Woman must now assume her God-given responsibilities, and make herself what she is clearly designed to be, the educator of the race. Let her no longer be the mere reflector, the echo of the worldly pride and ambition of man. Had the women of the North studied to know and to teach their sons the law of justice to the black man, regardless of the frown or the smile of pro-slavery priest and politician, they would not now be called upon to offer the loved of their households to the bloody Moloch of war.
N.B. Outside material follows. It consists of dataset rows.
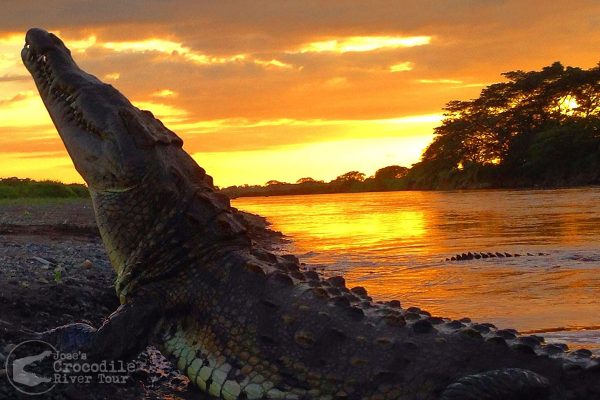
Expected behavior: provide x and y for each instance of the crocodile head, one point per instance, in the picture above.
(112, 143)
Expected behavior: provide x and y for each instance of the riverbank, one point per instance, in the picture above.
(54, 271)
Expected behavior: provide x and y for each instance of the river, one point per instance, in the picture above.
(394, 244)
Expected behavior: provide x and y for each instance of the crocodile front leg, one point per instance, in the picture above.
(125, 333)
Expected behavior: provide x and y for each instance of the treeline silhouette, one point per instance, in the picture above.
(537, 129)
(13, 188)
(540, 128)
(385, 179)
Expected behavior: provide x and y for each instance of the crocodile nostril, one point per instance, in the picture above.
(55, 39)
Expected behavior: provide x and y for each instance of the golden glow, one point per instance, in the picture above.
(364, 43)
(114, 76)
(567, 105)
(289, 163)
(81, 45)
(273, 63)
(392, 243)
(171, 48)
(452, 81)
(25, 109)
(165, 93)
(165, 112)
(402, 67)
And now, women of the North, I ask you to rise up with earnest, honest purpose, and go forward in the way of right, fearlessly, as independent human beings, responsible to God alone for the discharge of every duty, for the faithful use of every gift, the good Father has given you. Forget conventionalisms; forget what the world will say, whether you are in your place or out of your place; think your best thoughts, speak your best words, do your best works, looking to your own conscience for approval.
Source: The Concise History of Woman Suffrage: Selections from History of Woman Suffrage, by Elizabeth Cay Stanton, Susan B. Anthony, Matilda Joslyn Gage, and the National American Woman Suffrage Association, ed. By Mari Jo Buhle and Paul Buhle, (University of Illinois Press, 2005) pp. 199-200.